Inflation Mania!

Inflation, simply put, is when prices on things go up. It’s happening in Singapore right now. Some of it is because of the increasing price of petrol. Some of it is because the GST increased (but only by 2%.) Some of it is also because everyone suddenly seems interested in buying property.

And some of it is caused by Starbucks.

While I’m no scientist, and I have no proof to back up this assertion, I firmly believe Starbucks has convinced us coffee costs more than it really should.

If I buy tea at Canteen One from my favourite canteen auntie, I pay 35 cents. When I buy it from my hawker center, I pay 70 cents. When I buy it from Starbucks, I pay $4.10, even though I drink it from a re-usable mug so there’s little wasted packaging materials. How could this be? How could the price increase over 1000% between Canteen Auntie and Starbucks Barista? They both have jobs and need to be paid, so we can’t claim it’s salary costs.

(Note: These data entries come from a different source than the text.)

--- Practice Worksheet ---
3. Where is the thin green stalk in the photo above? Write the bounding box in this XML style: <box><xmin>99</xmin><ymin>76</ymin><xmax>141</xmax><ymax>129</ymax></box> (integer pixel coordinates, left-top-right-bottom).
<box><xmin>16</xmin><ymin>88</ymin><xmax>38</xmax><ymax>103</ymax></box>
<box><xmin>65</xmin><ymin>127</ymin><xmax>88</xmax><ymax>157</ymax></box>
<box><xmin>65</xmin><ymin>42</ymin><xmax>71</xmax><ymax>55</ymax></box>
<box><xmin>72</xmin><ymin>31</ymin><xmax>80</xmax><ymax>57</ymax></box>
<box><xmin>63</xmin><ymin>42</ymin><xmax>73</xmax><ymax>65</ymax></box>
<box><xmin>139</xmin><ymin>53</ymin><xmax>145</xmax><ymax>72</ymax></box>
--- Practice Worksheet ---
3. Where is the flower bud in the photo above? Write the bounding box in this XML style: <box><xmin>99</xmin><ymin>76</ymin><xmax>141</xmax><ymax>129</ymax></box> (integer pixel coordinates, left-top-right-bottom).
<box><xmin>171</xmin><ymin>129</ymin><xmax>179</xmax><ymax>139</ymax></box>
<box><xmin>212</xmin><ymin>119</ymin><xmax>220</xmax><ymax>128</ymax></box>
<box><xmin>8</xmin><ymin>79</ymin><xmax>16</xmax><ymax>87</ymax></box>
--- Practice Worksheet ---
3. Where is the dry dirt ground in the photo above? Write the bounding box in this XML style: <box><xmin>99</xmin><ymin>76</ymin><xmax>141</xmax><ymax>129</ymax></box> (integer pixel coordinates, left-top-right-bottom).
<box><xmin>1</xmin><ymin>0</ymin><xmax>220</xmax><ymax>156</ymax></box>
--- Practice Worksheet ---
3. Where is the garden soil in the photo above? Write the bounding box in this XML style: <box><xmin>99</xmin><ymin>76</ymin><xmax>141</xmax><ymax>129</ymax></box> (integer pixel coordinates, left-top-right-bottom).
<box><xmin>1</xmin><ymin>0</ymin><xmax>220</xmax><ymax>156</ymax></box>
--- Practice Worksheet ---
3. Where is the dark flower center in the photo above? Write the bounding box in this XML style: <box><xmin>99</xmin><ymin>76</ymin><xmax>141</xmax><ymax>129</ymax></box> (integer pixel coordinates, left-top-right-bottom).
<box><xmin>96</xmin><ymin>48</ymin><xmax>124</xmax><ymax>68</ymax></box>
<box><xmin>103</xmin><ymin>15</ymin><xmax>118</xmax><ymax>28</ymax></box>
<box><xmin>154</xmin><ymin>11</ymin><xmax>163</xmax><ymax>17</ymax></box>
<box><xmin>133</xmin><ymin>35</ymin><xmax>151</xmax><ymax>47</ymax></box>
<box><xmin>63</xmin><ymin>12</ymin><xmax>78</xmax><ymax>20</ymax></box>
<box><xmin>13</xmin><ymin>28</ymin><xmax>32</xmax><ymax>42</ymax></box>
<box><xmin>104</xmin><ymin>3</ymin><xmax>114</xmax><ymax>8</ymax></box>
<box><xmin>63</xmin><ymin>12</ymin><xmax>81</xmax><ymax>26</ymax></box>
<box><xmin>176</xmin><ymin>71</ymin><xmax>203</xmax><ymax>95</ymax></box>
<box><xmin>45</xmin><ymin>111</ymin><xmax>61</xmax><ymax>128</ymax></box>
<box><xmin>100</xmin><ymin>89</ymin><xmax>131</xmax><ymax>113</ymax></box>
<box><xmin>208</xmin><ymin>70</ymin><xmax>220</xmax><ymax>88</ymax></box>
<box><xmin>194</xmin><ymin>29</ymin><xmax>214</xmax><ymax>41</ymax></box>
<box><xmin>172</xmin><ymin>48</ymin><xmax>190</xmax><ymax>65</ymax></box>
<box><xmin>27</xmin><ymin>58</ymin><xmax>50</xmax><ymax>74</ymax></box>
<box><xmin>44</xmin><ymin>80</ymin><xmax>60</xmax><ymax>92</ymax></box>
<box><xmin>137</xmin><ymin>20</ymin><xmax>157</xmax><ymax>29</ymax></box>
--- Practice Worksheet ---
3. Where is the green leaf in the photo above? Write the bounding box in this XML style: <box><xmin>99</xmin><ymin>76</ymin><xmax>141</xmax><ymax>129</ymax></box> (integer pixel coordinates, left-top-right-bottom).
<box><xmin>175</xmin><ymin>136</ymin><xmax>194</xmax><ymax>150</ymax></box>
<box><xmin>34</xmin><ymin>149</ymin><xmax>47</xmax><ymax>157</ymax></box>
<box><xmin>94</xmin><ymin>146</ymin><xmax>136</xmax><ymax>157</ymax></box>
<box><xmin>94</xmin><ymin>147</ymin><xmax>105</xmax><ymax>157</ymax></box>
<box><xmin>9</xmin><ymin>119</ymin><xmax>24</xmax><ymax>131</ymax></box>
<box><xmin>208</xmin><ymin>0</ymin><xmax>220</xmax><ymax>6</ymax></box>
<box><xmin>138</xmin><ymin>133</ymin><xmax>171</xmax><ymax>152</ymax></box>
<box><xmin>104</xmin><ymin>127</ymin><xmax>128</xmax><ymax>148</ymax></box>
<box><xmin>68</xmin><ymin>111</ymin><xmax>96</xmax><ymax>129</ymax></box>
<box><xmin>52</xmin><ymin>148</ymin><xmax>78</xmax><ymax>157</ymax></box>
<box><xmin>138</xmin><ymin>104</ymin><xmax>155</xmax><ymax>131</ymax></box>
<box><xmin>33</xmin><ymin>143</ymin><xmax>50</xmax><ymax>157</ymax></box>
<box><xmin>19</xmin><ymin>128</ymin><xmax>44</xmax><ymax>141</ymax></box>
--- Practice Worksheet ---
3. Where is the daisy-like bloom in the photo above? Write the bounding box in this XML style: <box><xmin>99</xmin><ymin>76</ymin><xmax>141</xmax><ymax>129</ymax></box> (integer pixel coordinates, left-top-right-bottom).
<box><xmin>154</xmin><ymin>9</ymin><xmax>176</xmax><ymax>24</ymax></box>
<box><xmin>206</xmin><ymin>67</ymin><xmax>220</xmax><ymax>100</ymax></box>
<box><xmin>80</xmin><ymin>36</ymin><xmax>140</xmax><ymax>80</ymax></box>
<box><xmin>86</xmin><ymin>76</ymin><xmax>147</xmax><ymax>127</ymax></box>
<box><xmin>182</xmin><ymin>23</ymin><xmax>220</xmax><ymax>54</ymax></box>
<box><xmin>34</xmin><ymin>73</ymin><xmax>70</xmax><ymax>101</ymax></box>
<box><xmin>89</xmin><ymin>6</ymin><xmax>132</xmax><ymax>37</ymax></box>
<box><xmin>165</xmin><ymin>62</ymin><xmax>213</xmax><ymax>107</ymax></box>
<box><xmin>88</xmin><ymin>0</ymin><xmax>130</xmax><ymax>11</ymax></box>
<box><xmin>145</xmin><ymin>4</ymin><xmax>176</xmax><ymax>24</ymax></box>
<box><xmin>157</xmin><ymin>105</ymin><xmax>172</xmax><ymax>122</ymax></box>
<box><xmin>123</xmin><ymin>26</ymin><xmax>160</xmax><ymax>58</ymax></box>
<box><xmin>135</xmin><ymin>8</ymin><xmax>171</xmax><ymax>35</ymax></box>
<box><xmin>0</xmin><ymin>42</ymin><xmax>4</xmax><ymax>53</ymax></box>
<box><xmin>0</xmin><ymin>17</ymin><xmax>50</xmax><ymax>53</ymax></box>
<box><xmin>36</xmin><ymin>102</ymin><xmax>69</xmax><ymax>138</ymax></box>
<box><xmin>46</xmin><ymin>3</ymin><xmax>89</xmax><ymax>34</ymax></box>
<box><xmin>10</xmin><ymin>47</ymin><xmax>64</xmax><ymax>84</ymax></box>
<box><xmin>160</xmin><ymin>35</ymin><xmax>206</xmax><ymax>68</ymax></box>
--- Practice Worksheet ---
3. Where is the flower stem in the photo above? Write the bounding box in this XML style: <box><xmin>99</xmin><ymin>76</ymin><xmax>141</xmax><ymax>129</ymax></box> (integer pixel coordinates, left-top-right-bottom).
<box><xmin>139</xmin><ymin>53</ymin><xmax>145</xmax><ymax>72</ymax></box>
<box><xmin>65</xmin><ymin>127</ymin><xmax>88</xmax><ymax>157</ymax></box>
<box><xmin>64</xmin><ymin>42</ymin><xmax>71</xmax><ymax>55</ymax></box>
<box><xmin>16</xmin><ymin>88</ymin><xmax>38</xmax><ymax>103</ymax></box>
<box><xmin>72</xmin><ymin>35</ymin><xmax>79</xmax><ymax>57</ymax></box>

The bigger concern I raise this week is the Starbucks effect the store has had on our everyday life. We’ve somehow become convinced coffee is expensive. The moment of realization occurred to me Sunday night as I was taking the Vivocity shortcut on level 2 that sneaks through Best Denki. After working my way through the crowd of people who watch entire films in the HD TV section (cheap asses!), I stumbled upon an elaborate display of cappucino makers (for those of you who only drink at the hawker centres, cappucino is coffee with some frothy milk on top.) It looks like Best Denki is pitching the home cappucino maker as its signature perfect Christmas present, now that it’s glutted the market with flat screen TVs, digital cameras, and iGallops.

cappuccino_maker.jpg

What struck me about this was the price. I told my friends it was expensive and asked them to guess. They tried $500. Higher. They went up to $700. Higher. They were shocked. We kept going until we reached the actual price of the product: $3700. My friend remarked you can buy a used car for that. I was so stunned I asked the salesperson hovering (you notice how they always hover at Best Denki?), “Who buys something like this?” I suppose, if it could make lots of cappucinos at one time, this may be a useful purchase for a restaurant, but it doesn’t. According to the sales pitch, it does all the work for you, even frothing the milk.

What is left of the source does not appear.